Online endpoints and deployments for real-time inference

APPLIES TO: Azure CLI ml extension v2 (current) Python SDK azure-ai-ml v2 (current)

Azure Machine Learning allows you to perform real-time inferencing on data by using models that are deployed to online endpoints. Inferencing is the process of applying new input data to a machine learning model to generate outputs. While these outputs are typically referred to as "predictions," inferencing can be used to generate outputs for other machine learning tasks, such as classification and clustering.

Online endpoints

Online endpoints deploy models to a web server that can return predictions under the HTTP protocol. Use online endpoints to operationalize models for real-time inference in synchronous low-latency requests. We recommend using them when:

  • You have low-latency requirements
  • Your model can answer the request in a relatively short amount of time
  • Your model's inputs fit on the HTTP payload of the request
  • You need to scale up in terms of number of requests

To define an endpoint, you need to specify:

  • Endpoint name: This name must be unique in the Azure region. For more information on the naming rules, see endpoint limits.
  • Authentication mode: You can choose between key-based authentication mode and Azure Machine Learning token-based authentication mode for the endpoint. A key doesn't expire, but a token does expire. For more information on authenticating, see Authenticate to an online endpoint.

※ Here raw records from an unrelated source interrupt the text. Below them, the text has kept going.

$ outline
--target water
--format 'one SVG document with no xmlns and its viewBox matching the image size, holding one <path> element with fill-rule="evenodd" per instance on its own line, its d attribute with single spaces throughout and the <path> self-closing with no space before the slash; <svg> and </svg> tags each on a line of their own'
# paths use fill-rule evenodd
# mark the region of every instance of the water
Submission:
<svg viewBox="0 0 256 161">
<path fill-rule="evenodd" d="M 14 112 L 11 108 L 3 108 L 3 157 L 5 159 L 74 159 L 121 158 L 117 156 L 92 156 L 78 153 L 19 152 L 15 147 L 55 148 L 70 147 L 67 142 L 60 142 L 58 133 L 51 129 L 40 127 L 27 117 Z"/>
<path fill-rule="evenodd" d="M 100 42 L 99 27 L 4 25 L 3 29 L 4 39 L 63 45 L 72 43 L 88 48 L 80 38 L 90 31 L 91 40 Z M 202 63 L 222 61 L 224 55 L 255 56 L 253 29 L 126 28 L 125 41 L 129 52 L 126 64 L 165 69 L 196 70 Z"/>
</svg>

Azure Machine Learning provides the convenience of using managed online endpoints for deploying your ML models in a turnkey manner. This is the recommended way to use online endpoints in Azure Machine Learning. Managed online endpoints work with powerful CPU and GPU machines in Azure in a scalable, fully managed way. These endpoints also take care of serving, scaling, securing, and monitoring your models, to free you from the overhead of setting up and managing the underlying infrastructure. To learn how to deploy to a managed online endpoint, see Deploy an ML model with an online endpoint.

Why choose managed online endpoints over ACI or AKS(v1)?

Use of managed online endpoints is the recommended way to use online endpoints in Azure Machine Learning. The following table highlights the key attributes of managed online endpoints compared to Azure Machine Learning SDK/CLI v1 solutions (ACI and AKS(v1)).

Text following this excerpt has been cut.